Braquage thérapeutique

Avec 127 heures, Danny Boyle démontrait qu’il conserve un esprit jeune, plein de fougue, porté sur une réalisation dynamique qui procède d’expérimentations diverses en matière de cadrage et de montage, tenant parfois du clip, mais sans perdre de vue la cohérence entre sa mise en scène et le récit. Les prémices de Trance confirment cet état d’esprit impétueux, mais cette fois, la cohérence n’y est plus vraiment. Alors que Simon (James MacAvoy) explique son rôle de commissaire-priseur, et plus particulièrement, en cas d’attaque, le spectateur découvre en parallèle le braquage presque parfait d’un tableau de Goya dans des scènes emportées par une débauche d’énergie, comme si le réalisateur de Trainspotting exprimait le besoin vital d’être sur le pas de course, comme l’était Renton au début du film adapté du roman d’Irvine Welsh.
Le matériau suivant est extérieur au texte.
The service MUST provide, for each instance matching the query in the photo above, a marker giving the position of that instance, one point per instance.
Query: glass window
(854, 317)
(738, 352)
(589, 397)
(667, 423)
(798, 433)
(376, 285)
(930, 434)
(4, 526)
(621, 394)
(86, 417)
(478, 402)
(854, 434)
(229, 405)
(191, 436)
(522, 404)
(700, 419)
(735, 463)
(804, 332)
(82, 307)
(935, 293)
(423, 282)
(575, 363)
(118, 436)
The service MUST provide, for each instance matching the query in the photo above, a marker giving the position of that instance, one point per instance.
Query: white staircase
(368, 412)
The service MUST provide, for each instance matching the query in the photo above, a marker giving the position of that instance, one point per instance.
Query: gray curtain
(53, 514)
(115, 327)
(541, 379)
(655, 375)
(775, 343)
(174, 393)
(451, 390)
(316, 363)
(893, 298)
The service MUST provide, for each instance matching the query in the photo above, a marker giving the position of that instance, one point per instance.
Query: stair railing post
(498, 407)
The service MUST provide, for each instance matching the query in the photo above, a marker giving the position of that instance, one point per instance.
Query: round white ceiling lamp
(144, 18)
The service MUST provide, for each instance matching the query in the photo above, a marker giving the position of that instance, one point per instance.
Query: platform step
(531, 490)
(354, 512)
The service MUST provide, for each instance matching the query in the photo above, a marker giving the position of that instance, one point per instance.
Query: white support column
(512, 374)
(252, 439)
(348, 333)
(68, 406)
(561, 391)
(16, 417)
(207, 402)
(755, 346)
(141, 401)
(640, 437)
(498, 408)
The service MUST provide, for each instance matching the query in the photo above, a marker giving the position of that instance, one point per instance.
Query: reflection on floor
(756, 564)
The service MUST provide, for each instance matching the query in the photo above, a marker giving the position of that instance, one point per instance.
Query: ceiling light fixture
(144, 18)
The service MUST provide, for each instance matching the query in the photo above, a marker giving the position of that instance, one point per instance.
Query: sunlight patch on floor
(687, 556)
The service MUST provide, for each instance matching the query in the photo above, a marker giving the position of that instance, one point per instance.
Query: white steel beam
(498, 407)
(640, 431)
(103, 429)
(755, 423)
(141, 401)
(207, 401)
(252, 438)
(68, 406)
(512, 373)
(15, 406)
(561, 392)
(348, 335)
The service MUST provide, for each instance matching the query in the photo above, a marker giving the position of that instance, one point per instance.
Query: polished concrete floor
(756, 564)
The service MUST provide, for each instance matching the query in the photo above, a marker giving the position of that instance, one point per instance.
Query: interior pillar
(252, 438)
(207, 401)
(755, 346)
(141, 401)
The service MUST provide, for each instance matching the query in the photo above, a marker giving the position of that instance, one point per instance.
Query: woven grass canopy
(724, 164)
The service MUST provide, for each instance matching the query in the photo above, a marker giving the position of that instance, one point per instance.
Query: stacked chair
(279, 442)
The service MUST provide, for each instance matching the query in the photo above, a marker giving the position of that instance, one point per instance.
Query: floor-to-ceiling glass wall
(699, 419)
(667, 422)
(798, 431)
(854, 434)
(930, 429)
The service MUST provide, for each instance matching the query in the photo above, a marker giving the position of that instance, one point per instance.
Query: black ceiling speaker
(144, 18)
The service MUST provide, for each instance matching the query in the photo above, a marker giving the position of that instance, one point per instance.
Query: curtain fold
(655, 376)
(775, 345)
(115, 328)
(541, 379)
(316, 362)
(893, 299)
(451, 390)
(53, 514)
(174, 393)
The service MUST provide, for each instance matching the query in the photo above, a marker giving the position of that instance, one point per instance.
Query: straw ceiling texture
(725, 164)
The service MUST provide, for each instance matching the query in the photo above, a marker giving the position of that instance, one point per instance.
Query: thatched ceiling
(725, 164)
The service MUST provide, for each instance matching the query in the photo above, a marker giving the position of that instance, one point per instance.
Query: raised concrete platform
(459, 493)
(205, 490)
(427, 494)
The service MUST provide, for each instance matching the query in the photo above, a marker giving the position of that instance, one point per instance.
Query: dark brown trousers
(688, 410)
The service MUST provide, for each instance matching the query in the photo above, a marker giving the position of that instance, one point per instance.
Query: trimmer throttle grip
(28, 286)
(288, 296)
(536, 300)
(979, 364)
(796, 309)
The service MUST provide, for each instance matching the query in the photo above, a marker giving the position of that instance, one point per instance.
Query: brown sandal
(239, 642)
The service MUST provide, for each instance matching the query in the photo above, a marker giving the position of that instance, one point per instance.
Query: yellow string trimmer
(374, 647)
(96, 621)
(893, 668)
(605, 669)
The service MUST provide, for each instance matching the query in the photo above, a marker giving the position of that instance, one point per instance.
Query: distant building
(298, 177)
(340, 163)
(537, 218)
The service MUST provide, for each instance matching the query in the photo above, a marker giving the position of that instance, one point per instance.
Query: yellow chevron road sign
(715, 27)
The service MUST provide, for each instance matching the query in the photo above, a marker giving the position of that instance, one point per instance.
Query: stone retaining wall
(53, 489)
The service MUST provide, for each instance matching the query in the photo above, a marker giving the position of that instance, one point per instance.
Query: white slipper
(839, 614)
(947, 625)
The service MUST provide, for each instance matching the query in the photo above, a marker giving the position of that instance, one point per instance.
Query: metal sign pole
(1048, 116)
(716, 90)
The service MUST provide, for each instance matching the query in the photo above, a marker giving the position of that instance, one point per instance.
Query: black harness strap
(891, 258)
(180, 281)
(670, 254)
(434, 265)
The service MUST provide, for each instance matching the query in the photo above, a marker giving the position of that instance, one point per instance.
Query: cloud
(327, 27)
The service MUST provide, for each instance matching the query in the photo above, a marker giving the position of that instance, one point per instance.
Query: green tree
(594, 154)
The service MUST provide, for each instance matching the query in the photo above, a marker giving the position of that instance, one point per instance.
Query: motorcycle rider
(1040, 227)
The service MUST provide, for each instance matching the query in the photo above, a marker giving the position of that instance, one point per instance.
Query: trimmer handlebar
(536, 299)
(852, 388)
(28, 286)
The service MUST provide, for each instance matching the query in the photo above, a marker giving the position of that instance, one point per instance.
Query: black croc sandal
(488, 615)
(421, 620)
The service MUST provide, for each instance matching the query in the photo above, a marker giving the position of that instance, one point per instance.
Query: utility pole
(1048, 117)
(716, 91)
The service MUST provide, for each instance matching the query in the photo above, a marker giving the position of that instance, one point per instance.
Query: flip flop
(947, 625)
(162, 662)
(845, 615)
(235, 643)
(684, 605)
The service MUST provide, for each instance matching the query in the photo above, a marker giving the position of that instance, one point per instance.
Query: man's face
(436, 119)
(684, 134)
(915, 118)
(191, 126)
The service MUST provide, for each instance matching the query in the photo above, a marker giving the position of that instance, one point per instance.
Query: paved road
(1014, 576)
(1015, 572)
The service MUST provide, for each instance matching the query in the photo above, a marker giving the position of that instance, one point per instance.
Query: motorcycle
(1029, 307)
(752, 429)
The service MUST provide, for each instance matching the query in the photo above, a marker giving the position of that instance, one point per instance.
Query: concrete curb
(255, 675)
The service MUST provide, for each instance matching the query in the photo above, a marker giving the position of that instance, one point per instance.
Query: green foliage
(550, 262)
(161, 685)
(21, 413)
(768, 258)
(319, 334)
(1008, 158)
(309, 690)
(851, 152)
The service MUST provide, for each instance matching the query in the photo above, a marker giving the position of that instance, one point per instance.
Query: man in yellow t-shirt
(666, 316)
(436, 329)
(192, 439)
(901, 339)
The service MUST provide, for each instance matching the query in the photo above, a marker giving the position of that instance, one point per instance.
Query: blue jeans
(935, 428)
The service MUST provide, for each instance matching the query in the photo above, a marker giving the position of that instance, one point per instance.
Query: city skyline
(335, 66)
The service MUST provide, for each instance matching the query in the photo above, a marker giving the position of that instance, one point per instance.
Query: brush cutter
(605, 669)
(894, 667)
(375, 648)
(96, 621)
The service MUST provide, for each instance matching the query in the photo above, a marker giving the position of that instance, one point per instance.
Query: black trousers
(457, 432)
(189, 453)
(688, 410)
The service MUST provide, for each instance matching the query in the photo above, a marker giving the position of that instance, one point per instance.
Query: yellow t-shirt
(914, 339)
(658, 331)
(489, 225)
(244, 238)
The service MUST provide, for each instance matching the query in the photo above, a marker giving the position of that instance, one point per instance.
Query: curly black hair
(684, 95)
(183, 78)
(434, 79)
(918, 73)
Finalement peu attrayant dans son surplus explicatif et démonstratif, Boyle redressera la barre alors que le scénario de Hodge sombrera dans une mécanique impuissante et désagréable. Trance est un film à twist, jouant avec les convictions du spectateur – ou plutôt, visant à le tromper malicieusement – pour mieux le surprendre en bout de course. Seul problème ici, tout est annoncé avant même d’atteindre la demie-heure de film.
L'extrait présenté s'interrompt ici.